Now, when a person actually follows such a sequence of redirections, they usually notice if they find themselves back at a place they’ve visited previously. But that only means that this particular kind of livelock is easy to detect. In general, detecting livelock is hard. Although deadlock is readily detected by constructing the “waits-for” graph, there is no comparably easy way to detect livelock. In the scenario where each of the processes is repeatedly in a deadlock and then out of a deadlock, it’s not obvious how any particular process can tell the difference between livelock and a run of bad luck. In the worst case, detecting livelock requires predicting the behavior of programs. Such prediction is equivalent to solving the halting problem—and as we learned in chapter 7, the halting problem is unsolvable.

Thrashing

Thrashing is a situation where multiple processes are spending all of their time in coordination overhead rather than in doing real work. Thrashing is similar to livelock in some ways but is distinct from it. The usual cause of thrashing is overload—as a step-taking system divides its resources among more and more processes, each process’s share of steps gets smaller. Eventually, that share is no more than the steps required for housekeeping and bookkeeping associated with each distinct process.

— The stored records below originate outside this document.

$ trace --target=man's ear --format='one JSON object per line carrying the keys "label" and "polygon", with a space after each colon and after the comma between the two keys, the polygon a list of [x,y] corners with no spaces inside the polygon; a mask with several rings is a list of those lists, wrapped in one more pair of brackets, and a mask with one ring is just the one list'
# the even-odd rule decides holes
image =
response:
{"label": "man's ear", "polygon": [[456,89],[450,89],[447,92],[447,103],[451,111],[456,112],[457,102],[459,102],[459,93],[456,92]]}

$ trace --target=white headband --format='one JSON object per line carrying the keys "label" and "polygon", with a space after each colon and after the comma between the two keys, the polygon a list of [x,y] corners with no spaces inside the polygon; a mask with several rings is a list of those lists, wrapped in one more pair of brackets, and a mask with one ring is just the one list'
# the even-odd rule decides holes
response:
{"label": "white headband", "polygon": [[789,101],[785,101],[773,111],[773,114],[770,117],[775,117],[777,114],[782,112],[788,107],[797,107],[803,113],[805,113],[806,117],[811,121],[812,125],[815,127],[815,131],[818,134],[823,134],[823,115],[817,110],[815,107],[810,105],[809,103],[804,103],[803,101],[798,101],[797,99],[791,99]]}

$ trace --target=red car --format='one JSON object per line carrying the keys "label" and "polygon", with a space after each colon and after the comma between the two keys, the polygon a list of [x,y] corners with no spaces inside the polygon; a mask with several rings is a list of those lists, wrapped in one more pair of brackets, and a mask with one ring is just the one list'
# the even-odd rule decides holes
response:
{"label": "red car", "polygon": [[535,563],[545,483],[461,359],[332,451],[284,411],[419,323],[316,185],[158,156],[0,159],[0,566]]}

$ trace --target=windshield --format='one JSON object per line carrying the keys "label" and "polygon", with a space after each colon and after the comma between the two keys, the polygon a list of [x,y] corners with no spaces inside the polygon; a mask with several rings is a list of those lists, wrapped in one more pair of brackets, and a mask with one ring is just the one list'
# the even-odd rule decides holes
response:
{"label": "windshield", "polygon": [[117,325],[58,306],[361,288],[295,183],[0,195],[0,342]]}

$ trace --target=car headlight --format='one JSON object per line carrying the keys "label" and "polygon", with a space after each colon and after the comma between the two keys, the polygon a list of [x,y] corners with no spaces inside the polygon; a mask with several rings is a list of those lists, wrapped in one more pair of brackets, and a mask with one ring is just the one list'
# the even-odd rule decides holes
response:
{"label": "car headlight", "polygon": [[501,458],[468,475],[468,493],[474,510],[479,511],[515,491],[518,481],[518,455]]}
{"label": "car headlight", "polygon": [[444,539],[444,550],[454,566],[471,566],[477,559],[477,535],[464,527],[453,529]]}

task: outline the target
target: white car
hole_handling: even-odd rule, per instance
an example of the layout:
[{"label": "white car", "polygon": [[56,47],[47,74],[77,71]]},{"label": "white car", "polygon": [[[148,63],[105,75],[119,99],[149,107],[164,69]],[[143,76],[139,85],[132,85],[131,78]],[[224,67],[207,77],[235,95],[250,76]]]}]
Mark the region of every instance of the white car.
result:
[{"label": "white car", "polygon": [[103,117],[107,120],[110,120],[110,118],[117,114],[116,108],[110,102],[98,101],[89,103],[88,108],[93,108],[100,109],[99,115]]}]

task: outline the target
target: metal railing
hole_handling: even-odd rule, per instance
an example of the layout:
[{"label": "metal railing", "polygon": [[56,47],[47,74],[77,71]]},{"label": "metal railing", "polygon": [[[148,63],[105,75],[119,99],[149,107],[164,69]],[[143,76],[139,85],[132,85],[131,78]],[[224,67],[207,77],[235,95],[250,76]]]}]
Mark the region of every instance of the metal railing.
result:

We also see a similar class of problem in everyday life: as people try to increase their intensity of multitasking, they eventually reach a point where they are ineffective because they are spending too little time “on task” vs. too much time being interrupted or reminding themselves of what they should be doing next.

The difference between livelock and thrashing might seem academic—after all, the real point in either case is that there’s a lot of activity but not much real progress. But it’s useful to distinguish them and understand what the differences mean. Livelock is not something that typically develops or goes away based on how much work needs to be done. Instead, livelock usually reflects some underlying design error that affects the correctness of the system. Something in the sequencing or arrangement of the processes means that it’s impossible for them to make progress, because they get in each other’s way.

In contrast, thrashing both appears and disappears based on how much work needs to be done. Thrashing is essentially about implementation costs. In thrashing, there is no structural or design problem with the processes that keeps them from working; instead, the process-related coordination overhead has become so high relative to their real work that little or no useful work is being done.